Para tirar o Senave do caminho foi alegado o surrado argumento da “corrupção” no órgão, o mesmo estratagema da máfia de Carlinhos Cachoeira para tomar de assalto o DNIT e alavancar negociatas, via utilização de seus vínculos com a revista Veja para denunciar desvios no órgão – conseguindo inclusive a queda do ministro dos Transportes. Desta forma, “denúncias” por parte de uma pseudo-sindicalista do Senave, Silvia Martínez, ganharam manchetes na mídia canalha. O jornal ABC Color do dia 7 de junho último acusou o chefe do Senave, Miguel Lovera, de “corrupção e nepotismo na instituição que dirige”. Mas o fato é que a pretensa sindicalista advogava em causa própria, do marido e de seus patrocinadores.

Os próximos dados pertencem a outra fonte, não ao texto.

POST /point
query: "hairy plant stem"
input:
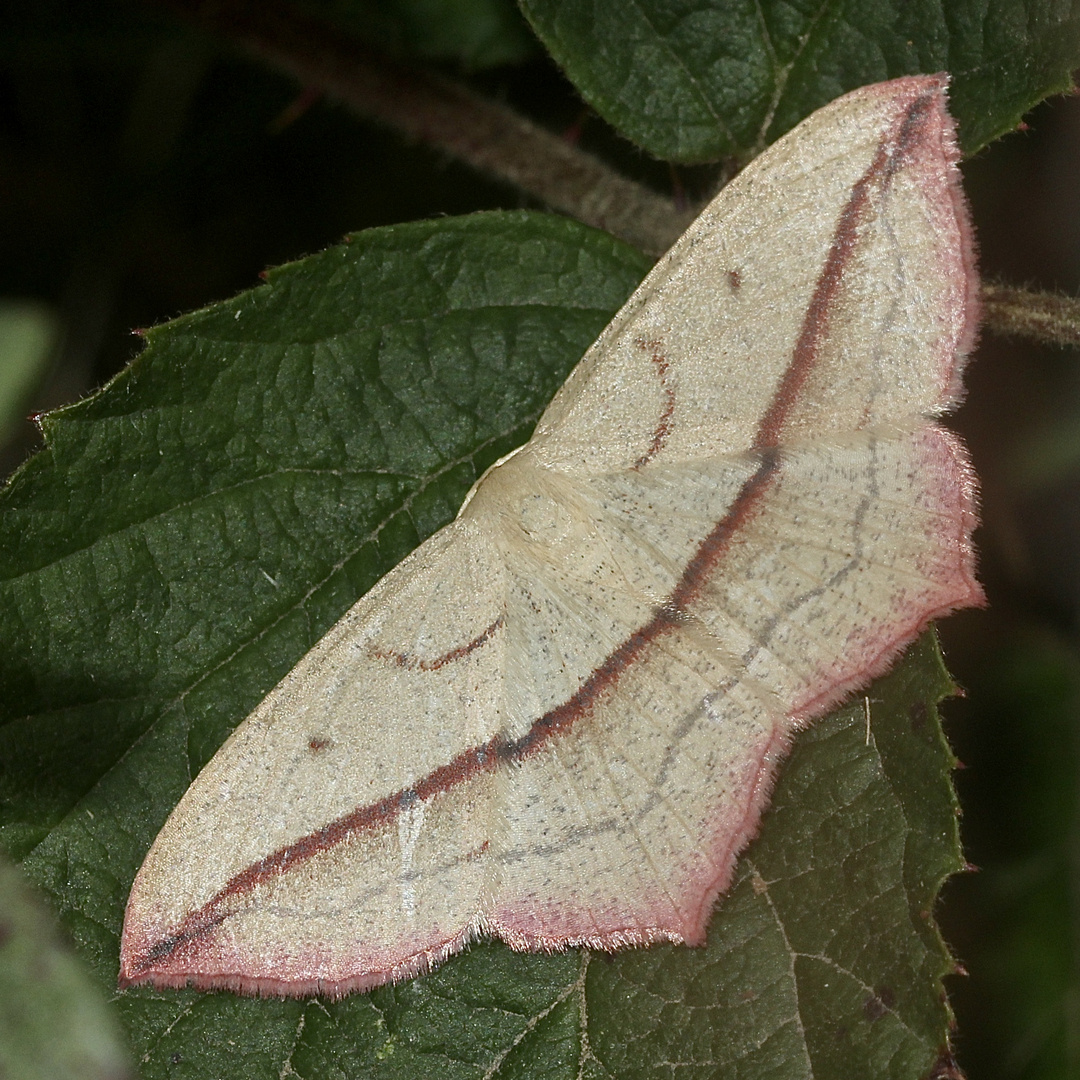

Conforme revelou Grimaldi, “Silvia Martínez é esposa de Roberto Cáceres, representante técnico de várias empresas agrícolas – todas sócias da UGP (Unión de Grêmios de la Producción) – entre elas Agrosán, recentemente adquirida pela Syngenta, outra transnacional, por 120 milhões de dólares”.

Algo similar à UDR (União Democrática Ruralista) de Ronaldo Caiado, e aos ruralistas da senadora Kátia Abreu, a UGP é comandada por Héctor Cristaldo, sustentado por figuras como Ramón Sánchez – vinculado ao setor agroquímico – entre outros agentes das transnacionais do agronegócio. “Cristaldo integra o staff de várias empresas do Grupo Zuccolillo, cujo principal acionista é Aldo Zuccolillo, diretor proprietário do jornal ABC Color desde sua fundação sob o regime de Stroessner, em 1967. Zuccolillo é dirigente da Sociedade Interamericana de Prensa (SIP)”, esclarece Idílio Grimaldi. O jornalista lembra que o Grupo Zuccolillo é o principal sócio no Paraguai da Cargill, uma das maiores transnacionais do agronegócio do mundo. “Tal sociedade” construiu um dos portos graneleiros mais importantes do Paraguai, o Porto União, a 500 metros da absorção de água da Companhia de Saneamento do Estado, sobre o rio Paraguai, sem qualquer restrição”, esclarece.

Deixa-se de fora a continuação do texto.